Trade-based money laundering (TBML) is a method used by criminals to hide the proceeds of illegal activity, such as drug trafficking, terrorism financing, or fraud, by using legitimate international trade transactions. TBML is a complex and sophisticated process that involves manipulating trade transactions in order to move money across borders undetected.
TBML can take many forms, including over- and under-invoicing of goods, multiple invoicing of the same goods, false descriptions of goods, and misrepresentation of the country of origin or destination of the goods. Criminals can also use trade-based money laundering to avoid taxes and duties, as well as to disguise the source of their wealth.
Trade-Based Money Laundering
Trade exploitation presents opportunities for terrorist financiers to frustrate identification and intervention by authorities and financial institutions. It can also support other illicit financial flows, including capital flight, sanctions evasion, customs violations, and tax evasion.
TBML is “the process of disguising the proceeds of crime and moving value through the use of trade transactions in an attempt to legitimize their illegal origin or finance their activities.”
The primary aim of TBML activities is the deliberate movement of illicit proceeds through the exploitation of trade transactions. In doing so, criminals may engage in other potentially unlawful activities, including preparing false invoices, mischaracterizing goods to circumvent controls, and other customs and tax violations.
The aim of TBML, unlike trade-related predicate offenses, is not the movement of goods, but rather the movement of money, which the trade transactions facilitate.
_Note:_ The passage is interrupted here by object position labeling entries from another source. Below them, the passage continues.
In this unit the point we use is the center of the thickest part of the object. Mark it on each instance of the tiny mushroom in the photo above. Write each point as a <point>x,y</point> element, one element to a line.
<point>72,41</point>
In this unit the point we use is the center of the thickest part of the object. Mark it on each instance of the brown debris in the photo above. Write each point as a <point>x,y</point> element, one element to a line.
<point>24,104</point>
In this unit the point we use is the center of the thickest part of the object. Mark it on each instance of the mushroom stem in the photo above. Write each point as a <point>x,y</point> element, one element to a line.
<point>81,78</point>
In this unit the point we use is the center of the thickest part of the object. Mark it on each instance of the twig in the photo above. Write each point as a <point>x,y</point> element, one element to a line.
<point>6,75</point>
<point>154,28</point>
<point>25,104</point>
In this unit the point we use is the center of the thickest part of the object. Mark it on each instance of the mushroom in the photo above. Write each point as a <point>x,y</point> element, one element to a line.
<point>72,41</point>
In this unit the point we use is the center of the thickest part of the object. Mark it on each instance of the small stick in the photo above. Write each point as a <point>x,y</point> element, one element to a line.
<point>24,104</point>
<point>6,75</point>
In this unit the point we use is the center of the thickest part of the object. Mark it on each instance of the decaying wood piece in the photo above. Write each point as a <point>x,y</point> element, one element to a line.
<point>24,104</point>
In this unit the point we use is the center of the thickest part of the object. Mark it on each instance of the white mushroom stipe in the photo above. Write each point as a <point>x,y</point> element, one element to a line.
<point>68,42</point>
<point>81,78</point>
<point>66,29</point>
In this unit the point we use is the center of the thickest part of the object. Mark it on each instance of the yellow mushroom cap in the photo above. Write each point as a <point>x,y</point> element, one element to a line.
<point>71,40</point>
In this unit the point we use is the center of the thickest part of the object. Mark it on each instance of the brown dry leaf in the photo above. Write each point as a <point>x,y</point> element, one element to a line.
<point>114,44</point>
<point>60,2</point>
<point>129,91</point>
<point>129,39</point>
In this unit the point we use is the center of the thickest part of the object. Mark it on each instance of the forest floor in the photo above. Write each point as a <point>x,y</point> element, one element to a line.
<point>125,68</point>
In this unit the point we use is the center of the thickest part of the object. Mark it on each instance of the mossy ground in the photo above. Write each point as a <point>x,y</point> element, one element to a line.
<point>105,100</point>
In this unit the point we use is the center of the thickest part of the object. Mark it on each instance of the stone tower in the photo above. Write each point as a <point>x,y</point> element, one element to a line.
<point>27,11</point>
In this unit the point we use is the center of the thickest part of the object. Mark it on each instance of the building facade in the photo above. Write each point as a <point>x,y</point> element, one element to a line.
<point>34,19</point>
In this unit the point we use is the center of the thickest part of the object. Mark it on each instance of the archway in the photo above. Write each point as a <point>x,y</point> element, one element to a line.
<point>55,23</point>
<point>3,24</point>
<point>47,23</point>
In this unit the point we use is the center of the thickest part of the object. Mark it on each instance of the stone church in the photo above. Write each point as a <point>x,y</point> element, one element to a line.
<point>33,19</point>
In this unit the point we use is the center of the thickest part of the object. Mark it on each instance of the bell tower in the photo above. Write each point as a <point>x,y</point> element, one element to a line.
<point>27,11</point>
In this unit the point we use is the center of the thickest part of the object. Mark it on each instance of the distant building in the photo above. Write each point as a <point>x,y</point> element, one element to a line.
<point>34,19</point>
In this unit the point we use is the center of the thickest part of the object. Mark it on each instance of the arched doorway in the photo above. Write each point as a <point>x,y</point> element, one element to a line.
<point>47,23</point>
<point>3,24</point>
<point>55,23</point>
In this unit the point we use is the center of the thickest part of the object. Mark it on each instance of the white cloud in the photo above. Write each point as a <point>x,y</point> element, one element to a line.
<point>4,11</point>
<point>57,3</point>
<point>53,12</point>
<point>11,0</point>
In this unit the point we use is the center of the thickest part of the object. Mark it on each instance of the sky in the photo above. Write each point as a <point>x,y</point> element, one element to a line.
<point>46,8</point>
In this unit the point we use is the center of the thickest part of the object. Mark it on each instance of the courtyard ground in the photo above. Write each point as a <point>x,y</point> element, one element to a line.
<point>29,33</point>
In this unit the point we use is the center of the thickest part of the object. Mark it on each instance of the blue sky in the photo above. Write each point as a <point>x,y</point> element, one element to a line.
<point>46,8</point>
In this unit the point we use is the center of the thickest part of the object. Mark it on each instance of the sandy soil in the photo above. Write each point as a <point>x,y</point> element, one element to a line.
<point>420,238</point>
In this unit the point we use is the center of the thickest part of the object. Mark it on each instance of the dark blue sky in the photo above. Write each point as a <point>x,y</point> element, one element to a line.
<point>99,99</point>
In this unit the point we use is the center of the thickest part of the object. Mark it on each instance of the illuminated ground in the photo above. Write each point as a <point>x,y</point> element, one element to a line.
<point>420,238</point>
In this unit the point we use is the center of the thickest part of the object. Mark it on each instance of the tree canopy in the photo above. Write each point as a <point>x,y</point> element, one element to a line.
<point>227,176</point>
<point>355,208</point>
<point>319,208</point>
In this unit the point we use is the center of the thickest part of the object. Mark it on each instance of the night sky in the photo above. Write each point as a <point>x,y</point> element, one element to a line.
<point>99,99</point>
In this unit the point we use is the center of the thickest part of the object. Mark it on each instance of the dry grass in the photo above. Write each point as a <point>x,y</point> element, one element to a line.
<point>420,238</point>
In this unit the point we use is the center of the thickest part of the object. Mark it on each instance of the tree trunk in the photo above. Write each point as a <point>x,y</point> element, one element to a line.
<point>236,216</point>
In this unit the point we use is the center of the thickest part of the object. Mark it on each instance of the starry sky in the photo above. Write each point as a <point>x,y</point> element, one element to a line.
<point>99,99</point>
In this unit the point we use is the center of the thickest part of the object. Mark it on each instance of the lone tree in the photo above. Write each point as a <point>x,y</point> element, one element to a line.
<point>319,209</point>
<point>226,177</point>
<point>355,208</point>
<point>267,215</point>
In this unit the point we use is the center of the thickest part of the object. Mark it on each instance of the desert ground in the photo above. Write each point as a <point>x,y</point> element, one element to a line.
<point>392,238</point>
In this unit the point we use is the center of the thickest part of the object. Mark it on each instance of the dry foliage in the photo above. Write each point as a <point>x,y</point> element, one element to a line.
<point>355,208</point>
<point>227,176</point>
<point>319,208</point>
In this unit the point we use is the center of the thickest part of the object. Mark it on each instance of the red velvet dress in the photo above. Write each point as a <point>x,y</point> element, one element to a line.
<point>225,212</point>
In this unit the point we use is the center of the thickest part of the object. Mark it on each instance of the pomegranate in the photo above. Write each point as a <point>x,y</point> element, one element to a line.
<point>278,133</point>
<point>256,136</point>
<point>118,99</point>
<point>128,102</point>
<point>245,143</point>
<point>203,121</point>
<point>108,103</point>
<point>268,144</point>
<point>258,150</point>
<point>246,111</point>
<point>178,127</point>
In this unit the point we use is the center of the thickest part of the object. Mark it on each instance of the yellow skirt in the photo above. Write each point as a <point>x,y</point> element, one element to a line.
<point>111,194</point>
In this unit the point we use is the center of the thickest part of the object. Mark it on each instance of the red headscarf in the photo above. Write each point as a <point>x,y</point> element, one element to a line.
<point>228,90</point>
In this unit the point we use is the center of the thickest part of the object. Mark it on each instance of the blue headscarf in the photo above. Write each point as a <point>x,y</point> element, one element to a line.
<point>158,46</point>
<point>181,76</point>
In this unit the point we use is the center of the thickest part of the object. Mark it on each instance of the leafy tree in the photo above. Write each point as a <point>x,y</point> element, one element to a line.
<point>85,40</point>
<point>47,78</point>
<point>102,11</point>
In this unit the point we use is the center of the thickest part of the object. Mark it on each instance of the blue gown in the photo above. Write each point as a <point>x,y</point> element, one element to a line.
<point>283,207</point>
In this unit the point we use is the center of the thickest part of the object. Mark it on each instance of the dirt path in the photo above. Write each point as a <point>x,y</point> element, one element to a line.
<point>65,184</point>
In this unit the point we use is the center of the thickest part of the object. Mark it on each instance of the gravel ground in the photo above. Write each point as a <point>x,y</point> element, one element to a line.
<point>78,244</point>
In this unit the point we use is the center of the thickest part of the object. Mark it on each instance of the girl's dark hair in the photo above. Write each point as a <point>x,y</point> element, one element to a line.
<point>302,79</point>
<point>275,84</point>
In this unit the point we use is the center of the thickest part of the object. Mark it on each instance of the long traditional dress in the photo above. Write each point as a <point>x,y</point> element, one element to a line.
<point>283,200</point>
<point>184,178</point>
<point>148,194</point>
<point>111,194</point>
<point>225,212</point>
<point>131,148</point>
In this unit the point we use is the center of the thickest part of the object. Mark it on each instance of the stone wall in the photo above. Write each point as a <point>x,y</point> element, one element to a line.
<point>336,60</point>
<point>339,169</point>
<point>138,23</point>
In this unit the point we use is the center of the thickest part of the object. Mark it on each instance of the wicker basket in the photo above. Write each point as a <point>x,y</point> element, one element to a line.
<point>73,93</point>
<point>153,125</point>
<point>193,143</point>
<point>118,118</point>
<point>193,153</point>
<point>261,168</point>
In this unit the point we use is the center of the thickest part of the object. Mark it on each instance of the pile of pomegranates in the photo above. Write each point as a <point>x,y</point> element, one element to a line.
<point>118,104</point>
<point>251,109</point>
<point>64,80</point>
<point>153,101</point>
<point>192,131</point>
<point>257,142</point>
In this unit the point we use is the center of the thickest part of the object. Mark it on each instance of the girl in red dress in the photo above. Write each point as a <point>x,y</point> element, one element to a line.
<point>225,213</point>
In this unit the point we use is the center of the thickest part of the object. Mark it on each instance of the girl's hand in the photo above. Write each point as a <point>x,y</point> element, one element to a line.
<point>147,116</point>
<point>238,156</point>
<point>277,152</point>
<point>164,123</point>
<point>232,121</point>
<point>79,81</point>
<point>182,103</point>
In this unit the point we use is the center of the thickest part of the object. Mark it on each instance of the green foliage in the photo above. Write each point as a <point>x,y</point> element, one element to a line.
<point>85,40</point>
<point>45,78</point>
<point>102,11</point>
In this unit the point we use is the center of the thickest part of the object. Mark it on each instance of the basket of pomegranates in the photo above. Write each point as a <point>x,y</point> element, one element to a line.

Another key distinction of TBML activities is the involvement of criminals perpetrating trade-related predicate offenses to diversify the risk exposure. These criminals take receipt of the proceeds on behalf of other criminals and transfer proceeds, including via TBML services.
Trade-based terrorist financing, or TBTF, uses the same trade processes as TBML but has a significant and fundamental difference. The proceeds or value moved can come from legitimate and illegitimate sources, increasing the complexity of detecting and disrupting TBTF. As such, the report defines TBTF as “disguising the movement of value through the use of trade transactions in an attempt to finance terrorism, whether from legitimate or illegitimate sources.” At the same time, the report notes the additional layers of complexity in detecting TBTF. It identifies some aspects of TBTF that may help authorities to strengthen their understanding of TBTF activities.
Services-based money laundering, or SBML, is not TBML. SBML is recognized as an increased risk, including through open-source reporting. However, the fundamental difference between the two is that SBML schemes rely on exploiting the trade in services or other intangibles to disguise and justify the movement of illicit proceeds.
The following services and sectors were identified as vulnerable to SBML:
- Gambling, particularly online gambling service providers
- Software providers, including gaming and business software, such as electronic point-of-sale services
- Financial services, including virtual asset wealth management
- Consultancy and advisory services
- Trademarks and similar intangible items such as intellectual property rights
TBML is a serious problem that affects global trade and financial systems. It is estimated that TBML accounts for a significant portion of illicit financial flows worldwide. Governments and international organizations have developed various initiatives and tools to combat TBML, including stricter regulations, improved information-sharing among authorities, and the use of technology to detect suspicious trade transactions.